Mariam prit discrètement son téléphone.
L’enregistrement démarra.
Fatou demanda :
— Il va entrer comment ?
— Par le portail secondaire.
— Le gardien ?
— On lui dira qu’un technicien doit passer.
— Et Mariam ?
— Tu restes avec elle.
Silence.
— Ensuite ?
Karim baissa la voix.
Mariam dut se concentrer.
— Tu l’envoies dans la chambre.
— Et lui ?
— Il fait ce qu’il doit faire.
Fatou sembla hésiter.
— Tu m’avais dit que ce serait discret.
— Ça le sera.
— Je ne veux pas de sang.
Karim répondit froidement :
— Alors il ne fallait pas rater les autres fois.
Mariam sentit une colère nouvelle monter.
Fatou soupira.
— Après, on dit quoi ?
— Cambriolage. Elle a surpris quelqu’un. Panique. Accident.
Fatou murmura :
— Karim…
— Quoi ?
— Et si elle avait compris quelque chose ?
Il éclata de rire.
— Elle ne nous entend même pas.
Mariam arrêta l’enregistrement.
Envoya le fichier à Moussa.
Puis écrivit :
« Jeudi. Quelqu’un doit venir par le portail secondaire. »

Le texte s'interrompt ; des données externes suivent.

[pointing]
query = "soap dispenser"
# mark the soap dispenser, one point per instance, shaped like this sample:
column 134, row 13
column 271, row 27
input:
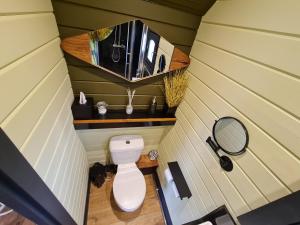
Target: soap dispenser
column 153, row 105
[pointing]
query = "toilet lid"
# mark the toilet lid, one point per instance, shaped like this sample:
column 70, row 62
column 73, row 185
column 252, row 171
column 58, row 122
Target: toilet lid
column 129, row 188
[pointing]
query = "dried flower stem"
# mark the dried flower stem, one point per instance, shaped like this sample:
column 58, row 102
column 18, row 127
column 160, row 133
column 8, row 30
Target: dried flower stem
column 175, row 86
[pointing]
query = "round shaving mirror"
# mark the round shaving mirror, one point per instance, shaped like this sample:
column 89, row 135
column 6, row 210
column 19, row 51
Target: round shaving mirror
column 231, row 136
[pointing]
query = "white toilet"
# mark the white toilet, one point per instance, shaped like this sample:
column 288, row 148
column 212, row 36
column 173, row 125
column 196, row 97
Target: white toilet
column 129, row 187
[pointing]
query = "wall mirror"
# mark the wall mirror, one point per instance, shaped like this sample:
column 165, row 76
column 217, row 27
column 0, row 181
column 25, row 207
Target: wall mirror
column 231, row 136
column 131, row 50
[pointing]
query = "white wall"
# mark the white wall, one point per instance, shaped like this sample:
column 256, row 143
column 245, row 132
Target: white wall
column 36, row 98
column 245, row 63
column 96, row 141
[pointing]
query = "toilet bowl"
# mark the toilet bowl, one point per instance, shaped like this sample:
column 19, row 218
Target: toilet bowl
column 129, row 186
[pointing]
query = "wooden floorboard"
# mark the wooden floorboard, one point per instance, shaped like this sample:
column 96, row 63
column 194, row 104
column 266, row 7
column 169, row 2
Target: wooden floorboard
column 104, row 211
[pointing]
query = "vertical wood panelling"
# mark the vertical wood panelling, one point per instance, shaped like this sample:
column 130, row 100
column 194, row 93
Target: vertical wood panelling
column 36, row 99
column 244, row 64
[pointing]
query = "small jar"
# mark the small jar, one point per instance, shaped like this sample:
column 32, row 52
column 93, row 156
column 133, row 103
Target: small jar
column 102, row 108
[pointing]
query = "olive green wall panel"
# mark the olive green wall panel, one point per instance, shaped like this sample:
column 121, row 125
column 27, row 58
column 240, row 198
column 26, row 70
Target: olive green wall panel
column 79, row 16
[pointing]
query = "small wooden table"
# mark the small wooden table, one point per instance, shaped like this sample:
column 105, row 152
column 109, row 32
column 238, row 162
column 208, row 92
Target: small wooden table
column 146, row 165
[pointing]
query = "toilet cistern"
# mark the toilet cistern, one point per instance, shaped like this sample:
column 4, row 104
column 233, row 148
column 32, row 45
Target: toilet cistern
column 129, row 187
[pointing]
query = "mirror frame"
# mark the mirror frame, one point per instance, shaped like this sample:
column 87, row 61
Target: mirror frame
column 78, row 46
column 245, row 130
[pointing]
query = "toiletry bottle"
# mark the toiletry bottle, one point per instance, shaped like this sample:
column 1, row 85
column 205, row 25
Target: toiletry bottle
column 153, row 105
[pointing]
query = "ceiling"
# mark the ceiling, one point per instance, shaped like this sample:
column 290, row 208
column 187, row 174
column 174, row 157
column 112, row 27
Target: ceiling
column 197, row 7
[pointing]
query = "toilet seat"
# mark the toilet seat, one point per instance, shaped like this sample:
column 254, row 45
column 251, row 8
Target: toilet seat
column 129, row 187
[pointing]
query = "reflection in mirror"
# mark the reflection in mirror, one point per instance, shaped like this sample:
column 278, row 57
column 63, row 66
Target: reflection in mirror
column 231, row 135
column 131, row 50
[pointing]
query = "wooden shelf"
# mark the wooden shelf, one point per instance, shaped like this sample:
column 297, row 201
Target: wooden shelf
column 118, row 118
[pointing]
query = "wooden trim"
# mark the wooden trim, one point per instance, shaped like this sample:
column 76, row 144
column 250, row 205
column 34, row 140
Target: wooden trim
column 135, row 120
column 23, row 190
column 145, row 162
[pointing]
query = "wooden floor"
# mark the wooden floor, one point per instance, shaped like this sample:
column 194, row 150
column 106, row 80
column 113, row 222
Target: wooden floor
column 104, row 211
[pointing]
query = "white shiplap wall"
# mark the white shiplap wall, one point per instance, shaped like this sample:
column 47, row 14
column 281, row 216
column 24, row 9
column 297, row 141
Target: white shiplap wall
column 244, row 64
column 96, row 141
column 36, row 98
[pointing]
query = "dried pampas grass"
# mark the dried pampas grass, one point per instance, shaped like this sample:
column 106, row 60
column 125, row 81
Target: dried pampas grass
column 175, row 86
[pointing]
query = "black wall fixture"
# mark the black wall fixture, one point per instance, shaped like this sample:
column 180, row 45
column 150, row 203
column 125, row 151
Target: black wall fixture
column 231, row 136
column 179, row 180
column 23, row 190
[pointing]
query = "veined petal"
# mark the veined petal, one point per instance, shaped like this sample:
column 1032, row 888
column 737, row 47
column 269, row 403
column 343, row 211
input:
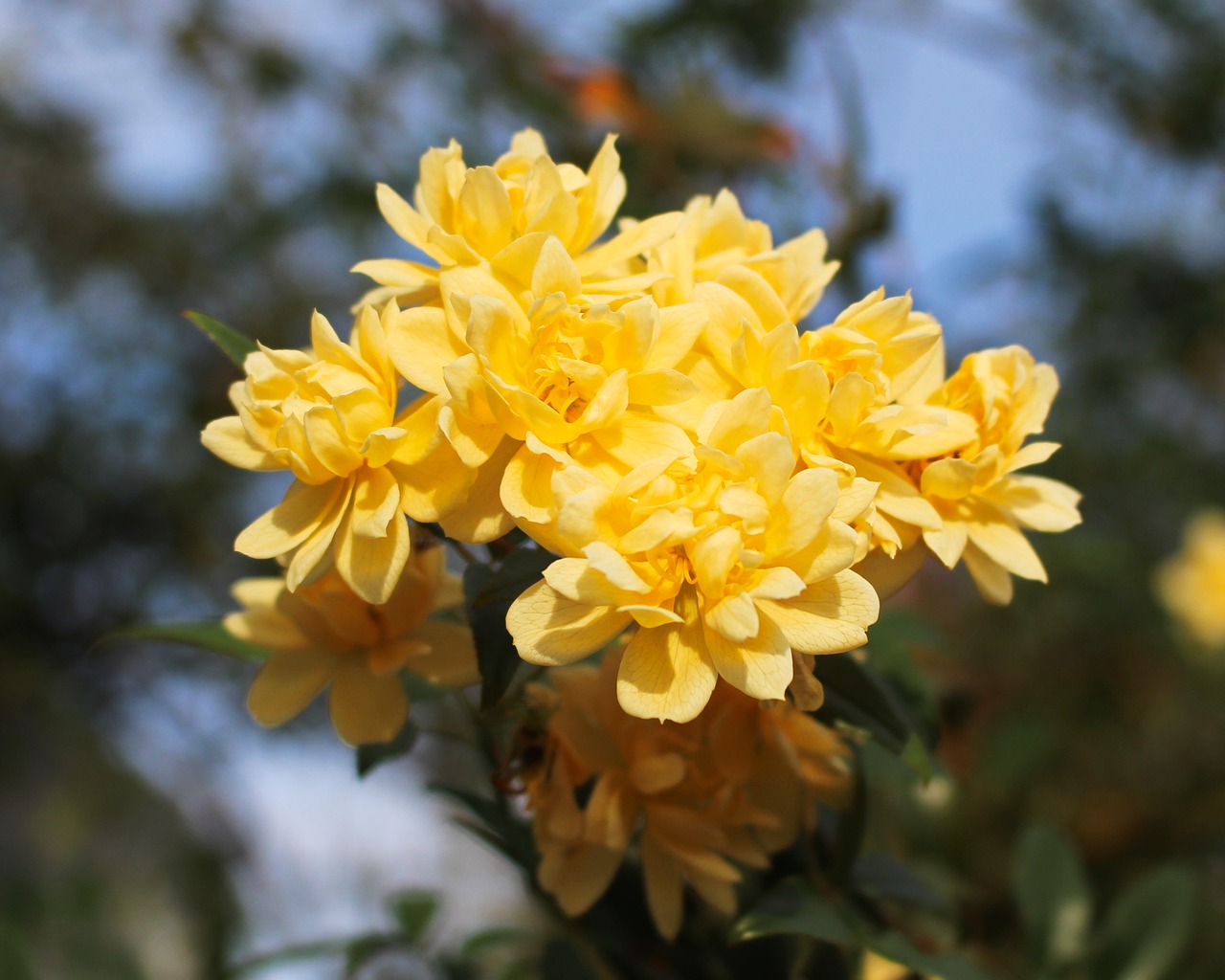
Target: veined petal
column 666, row 673
column 481, row 517
column 421, row 345
column 371, row 567
column 291, row 522
column 828, row 616
column 1036, row 502
column 551, row 630
column 734, row 616
column 758, row 665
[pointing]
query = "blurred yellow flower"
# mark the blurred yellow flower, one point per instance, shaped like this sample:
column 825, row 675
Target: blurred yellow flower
column 981, row 500
column 323, row 635
column 731, row 567
column 699, row 799
column 468, row 215
column 1192, row 582
column 328, row 415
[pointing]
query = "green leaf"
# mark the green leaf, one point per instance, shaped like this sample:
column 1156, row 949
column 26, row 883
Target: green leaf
column 479, row 944
column 15, row 959
column 364, row 948
column 915, row 755
column 942, row 966
column 519, row 569
column 210, row 635
column 494, row 825
column 794, row 908
column 564, row 961
column 497, row 656
column 854, row 695
column 374, row 755
column 1054, row 897
column 1149, row 926
column 233, row 344
column 884, row 878
column 414, row 913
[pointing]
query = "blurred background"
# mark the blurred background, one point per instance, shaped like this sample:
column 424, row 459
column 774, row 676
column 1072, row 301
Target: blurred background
column 1044, row 171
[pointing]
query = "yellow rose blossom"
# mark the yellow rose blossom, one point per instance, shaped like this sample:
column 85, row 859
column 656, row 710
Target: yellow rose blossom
column 328, row 416
column 467, row 215
column 983, row 501
column 699, row 799
column 717, row 243
column 1192, row 582
column 731, row 567
column 326, row 635
column 517, row 375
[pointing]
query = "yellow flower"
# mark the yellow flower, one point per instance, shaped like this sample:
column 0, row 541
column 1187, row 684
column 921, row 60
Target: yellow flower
column 717, row 243
column 466, row 215
column 1192, row 582
column 731, row 565
column 981, row 500
column 699, row 799
column 327, row 415
column 550, row 368
column 323, row 635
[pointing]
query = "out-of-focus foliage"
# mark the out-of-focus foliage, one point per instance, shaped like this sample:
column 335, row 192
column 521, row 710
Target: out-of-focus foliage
column 1076, row 705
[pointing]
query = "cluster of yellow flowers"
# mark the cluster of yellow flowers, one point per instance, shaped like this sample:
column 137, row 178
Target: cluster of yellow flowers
column 1192, row 582
column 646, row 408
column 699, row 799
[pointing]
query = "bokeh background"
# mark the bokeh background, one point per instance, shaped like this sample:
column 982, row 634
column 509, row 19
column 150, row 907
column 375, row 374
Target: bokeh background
column 1045, row 171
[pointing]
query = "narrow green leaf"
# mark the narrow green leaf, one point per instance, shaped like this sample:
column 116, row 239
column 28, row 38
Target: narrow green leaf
column 497, row 656
column 479, row 944
column 854, row 695
column 1054, row 898
column 940, row 966
column 210, row 635
column 233, row 344
column 794, row 908
column 880, row 875
column 364, row 948
column 519, row 569
column 15, row 959
column 1149, row 926
column 414, row 913
column 915, row 755
column 495, row 826
column 564, row 961
column 370, row 757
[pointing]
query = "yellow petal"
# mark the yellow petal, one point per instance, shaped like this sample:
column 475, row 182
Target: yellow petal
column 291, row 522
column 666, row 673
column 421, row 345
column 481, row 517
column 287, row 683
column 828, row 616
column 366, row 708
column 761, row 665
column 551, row 630
column 990, row 577
column 371, row 567
column 451, row 659
column 1036, row 502
column 228, row 440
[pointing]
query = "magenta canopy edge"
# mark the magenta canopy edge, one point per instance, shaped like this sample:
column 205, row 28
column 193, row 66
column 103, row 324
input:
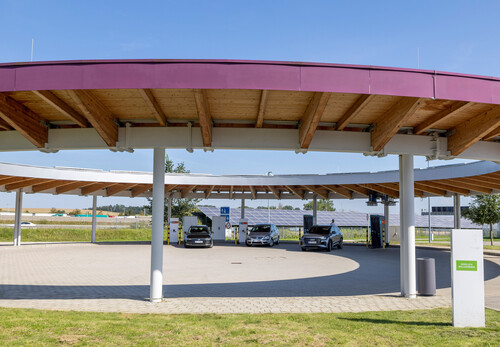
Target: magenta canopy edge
column 244, row 74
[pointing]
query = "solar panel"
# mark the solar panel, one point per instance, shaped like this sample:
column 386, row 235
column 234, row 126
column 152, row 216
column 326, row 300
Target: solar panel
column 294, row 218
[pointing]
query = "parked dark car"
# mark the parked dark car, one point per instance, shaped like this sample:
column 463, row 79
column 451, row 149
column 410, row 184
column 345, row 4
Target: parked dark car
column 322, row 237
column 263, row 234
column 198, row 236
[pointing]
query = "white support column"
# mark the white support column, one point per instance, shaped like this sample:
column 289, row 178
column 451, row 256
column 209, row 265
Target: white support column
column 457, row 213
column 408, row 198
column 169, row 207
column 386, row 218
column 94, row 217
column 17, row 217
column 315, row 209
column 402, row 253
column 158, row 208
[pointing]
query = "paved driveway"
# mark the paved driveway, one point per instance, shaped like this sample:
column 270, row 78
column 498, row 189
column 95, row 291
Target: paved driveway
column 226, row 278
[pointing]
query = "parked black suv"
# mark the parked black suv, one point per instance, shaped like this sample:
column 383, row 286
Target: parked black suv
column 198, row 236
column 263, row 234
column 322, row 237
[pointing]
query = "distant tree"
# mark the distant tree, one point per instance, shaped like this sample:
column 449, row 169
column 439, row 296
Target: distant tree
column 180, row 207
column 322, row 205
column 484, row 209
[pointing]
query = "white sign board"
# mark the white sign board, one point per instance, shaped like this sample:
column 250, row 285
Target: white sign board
column 242, row 230
column 174, row 230
column 467, row 278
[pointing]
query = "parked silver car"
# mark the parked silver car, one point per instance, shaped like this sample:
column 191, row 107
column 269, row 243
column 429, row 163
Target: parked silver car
column 322, row 237
column 263, row 234
column 198, row 236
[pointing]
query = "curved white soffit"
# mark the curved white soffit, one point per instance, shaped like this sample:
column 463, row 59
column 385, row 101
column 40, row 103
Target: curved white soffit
column 91, row 175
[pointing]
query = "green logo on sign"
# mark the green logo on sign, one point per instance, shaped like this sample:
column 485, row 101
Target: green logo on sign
column 466, row 265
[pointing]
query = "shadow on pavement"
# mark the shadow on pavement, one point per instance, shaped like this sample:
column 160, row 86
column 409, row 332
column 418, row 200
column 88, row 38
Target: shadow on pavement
column 377, row 274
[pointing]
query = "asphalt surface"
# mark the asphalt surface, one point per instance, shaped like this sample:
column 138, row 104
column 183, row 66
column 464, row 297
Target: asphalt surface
column 226, row 278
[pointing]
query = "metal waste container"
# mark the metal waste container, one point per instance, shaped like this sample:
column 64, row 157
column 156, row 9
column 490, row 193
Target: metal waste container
column 426, row 276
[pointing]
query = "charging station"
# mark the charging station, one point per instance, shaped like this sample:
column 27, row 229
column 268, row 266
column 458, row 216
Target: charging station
column 188, row 221
column 174, row 230
column 378, row 232
column 219, row 228
column 243, row 230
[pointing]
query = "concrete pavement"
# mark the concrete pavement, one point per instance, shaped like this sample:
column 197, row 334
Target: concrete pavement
column 224, row 279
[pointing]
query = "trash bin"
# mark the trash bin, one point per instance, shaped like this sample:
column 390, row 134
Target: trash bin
column 426, row 276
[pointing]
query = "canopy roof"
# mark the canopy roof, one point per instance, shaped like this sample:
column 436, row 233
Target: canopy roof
column 123, row 104
column 464, row 179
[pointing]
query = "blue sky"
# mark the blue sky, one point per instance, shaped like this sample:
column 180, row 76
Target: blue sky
column 458, row 36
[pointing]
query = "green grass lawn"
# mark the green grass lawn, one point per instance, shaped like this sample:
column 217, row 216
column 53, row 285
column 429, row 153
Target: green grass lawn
column 62, row 234
column 25, row 327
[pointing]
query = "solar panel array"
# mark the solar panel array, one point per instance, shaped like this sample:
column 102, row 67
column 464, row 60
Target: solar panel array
column 294, row 218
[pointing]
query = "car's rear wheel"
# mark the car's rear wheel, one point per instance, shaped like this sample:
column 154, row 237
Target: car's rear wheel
column 341, row 244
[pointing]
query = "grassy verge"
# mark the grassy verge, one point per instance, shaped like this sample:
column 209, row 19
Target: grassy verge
column 402, row 328
column 72, row 235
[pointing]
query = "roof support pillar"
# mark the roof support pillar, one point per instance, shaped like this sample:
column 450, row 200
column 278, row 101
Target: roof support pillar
column 158, row 208
column 169, row 207
column 94, row 217
column 457, row 213
column 17, row 217
column 386, row 219
column 407, row 197
column 315, row 209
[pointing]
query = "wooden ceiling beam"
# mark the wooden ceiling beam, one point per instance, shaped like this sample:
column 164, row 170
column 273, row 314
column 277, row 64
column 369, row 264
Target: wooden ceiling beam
column 72, row 186
column 347, row 193
column 252, row 191
column 468, row 133
column 262, row 108
column 354, row 110
column 492, row 134
column 118, row 188
column 203, row 107
column 49, row 184
column 170, row 187
column 442, row 115
column 429, row 189
column 186, row 191
column 7, row 180
column 297, row 191
column 154, row 106
column 209, row 191
column 357, row 189
column 323, row 193
column 490, row 183
column 382, row 190
column 24, row 183
column 94, row 187
column 446, row 187
column 474, row 187
column 99, row 116
column 138, row 190
column 275, row 191
column 311, row 118
column 24, row 120
column 389, row 123
column 61, row 106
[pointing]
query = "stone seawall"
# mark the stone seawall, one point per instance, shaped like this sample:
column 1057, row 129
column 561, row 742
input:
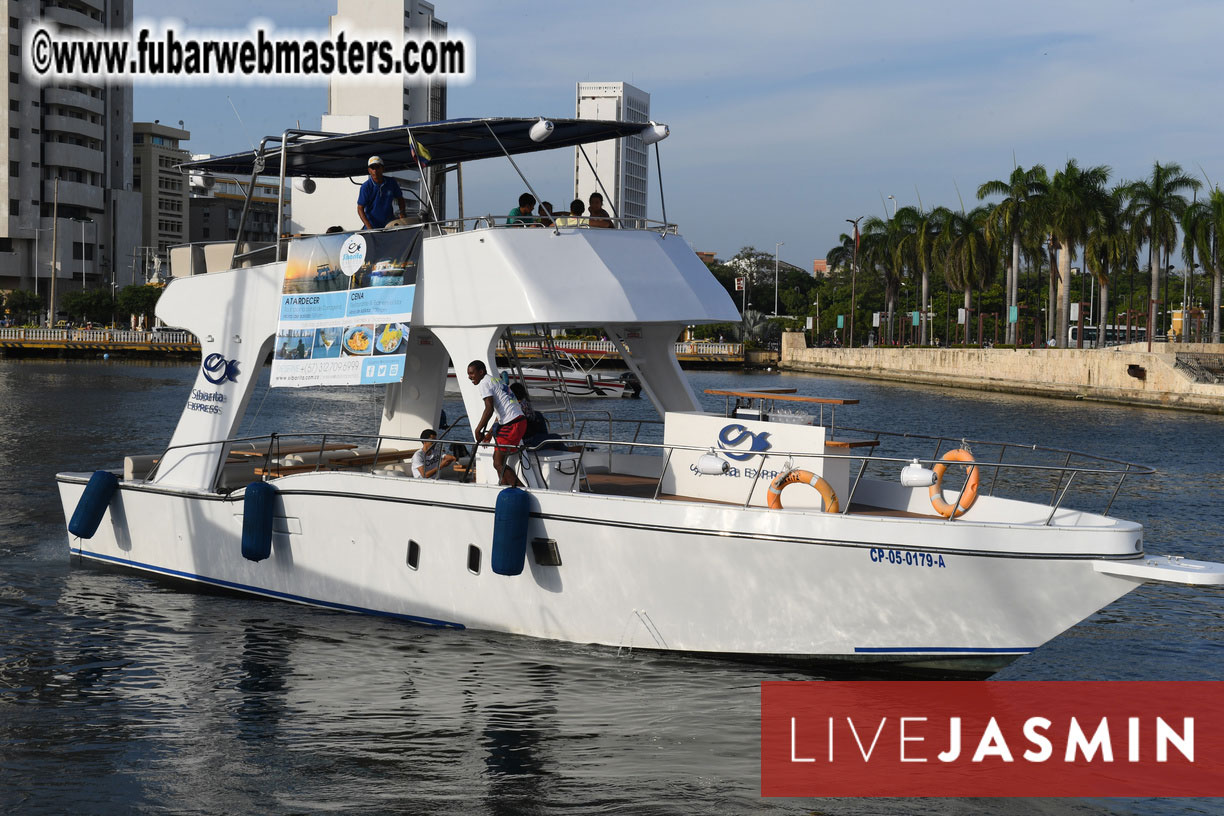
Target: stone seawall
column 1126, row 374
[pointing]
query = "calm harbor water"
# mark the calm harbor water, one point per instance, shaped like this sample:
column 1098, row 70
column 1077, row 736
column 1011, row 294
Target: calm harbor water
column 119, row 694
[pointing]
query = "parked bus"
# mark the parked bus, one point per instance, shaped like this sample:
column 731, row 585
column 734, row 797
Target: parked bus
column 1114, row 335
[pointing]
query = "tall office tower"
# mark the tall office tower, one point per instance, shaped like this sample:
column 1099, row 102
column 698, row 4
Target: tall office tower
column 358, row 103
column 78, row 133
column 621, row 164
column 163, row 189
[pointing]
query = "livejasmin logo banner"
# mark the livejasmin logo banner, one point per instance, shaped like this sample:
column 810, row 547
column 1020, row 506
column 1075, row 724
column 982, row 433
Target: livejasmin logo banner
column 993, row 739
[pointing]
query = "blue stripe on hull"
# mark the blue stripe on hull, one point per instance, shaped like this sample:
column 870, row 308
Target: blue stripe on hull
column 943, row 650
column 272, row 593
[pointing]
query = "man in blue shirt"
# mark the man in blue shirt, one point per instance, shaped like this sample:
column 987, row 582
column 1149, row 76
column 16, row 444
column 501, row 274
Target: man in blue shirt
column 378, row 197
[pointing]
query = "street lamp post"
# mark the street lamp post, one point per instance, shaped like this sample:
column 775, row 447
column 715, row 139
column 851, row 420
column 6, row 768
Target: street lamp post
column 853, row 275
column 776, row 245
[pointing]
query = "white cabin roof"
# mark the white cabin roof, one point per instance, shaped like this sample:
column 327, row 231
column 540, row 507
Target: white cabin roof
column 579, row 277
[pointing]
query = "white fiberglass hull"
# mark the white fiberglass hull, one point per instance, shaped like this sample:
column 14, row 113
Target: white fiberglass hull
column 634, row 573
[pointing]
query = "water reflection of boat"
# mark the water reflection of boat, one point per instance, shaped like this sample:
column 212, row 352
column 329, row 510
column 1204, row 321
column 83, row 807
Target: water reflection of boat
column 689, row 540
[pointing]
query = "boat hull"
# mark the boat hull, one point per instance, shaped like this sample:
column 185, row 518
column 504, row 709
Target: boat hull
column 633, row 573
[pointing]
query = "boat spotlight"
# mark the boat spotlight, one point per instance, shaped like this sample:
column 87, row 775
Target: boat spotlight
column 655, row 133
column 541, row 130
column 711, row 464
column 914, row 475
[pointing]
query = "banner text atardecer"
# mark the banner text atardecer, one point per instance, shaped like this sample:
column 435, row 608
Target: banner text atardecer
column 345, row 310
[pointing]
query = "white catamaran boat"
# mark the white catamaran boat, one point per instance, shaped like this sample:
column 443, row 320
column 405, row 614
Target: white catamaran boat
column 764, row 531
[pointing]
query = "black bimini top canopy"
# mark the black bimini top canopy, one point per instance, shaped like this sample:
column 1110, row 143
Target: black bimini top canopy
column 433, row 143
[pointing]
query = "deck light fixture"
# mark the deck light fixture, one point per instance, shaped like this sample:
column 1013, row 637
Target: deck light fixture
column 914, row 475
column 541, row 130
column 711, row 464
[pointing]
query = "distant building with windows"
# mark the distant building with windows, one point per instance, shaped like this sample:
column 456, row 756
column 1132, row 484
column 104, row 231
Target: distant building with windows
column 360, row 103
column 163, row 189
column 217, row 209
column 77, row 133
column 621, row 164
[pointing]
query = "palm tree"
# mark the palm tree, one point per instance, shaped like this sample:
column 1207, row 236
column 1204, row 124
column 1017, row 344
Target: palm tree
column 1156, row 206
column 970, row 258
column 1025, row 192
column 922, row 236
column 879, row 241
column 1110, row 246
column 1203, row 228
column 1076, row 196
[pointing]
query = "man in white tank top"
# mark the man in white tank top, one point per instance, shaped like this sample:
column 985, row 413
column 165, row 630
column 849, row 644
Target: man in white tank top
column 513, row 423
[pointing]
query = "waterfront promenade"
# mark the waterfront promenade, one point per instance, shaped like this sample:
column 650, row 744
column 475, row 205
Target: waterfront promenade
column 75, row 343
column 1176, row 376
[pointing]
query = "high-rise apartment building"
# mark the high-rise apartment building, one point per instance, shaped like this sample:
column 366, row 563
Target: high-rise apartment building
column 621, row 164
column 74, row 136
column 365, row 102
column 163, row 189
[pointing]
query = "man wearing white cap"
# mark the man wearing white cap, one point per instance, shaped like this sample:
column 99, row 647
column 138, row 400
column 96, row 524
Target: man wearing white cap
column 378, row 197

La réponse arriva rapidement.
« Très bien. Ne change rien à tes habitudes. »
Mariam fixa l’écran.
Puis murmura :
— Si. Une chose.
Elle appela le responsable de la sécurité de l’entreprise, un ancien militaire nommé Yao qu’elle connaissait depuis l’époque de son père.
Elle lui donna une instruction simple.
Le jeudi matin, aucun visiteur non enregistré ne devait entrer dans sa propriété.
Personne.
Même avec l’autorisation de Karim.
Mercredi soir, Fatou prépara le plat préféré de Mariam.
Poulet braisé.
Attiéké.
Sauce pimentée.
Tout avait l’air normal.
Trop normal.
Fatou posa l’assiette devant sa sœur.
— Mange.
Mariam la regarda.
Fatou sourit.
— Tu as maigri.
Mariam prit une bouchée.
Mâcha.
Puis, quelques secondes plus tard, porta sa serviette à la bouche comme pour s’essuyer.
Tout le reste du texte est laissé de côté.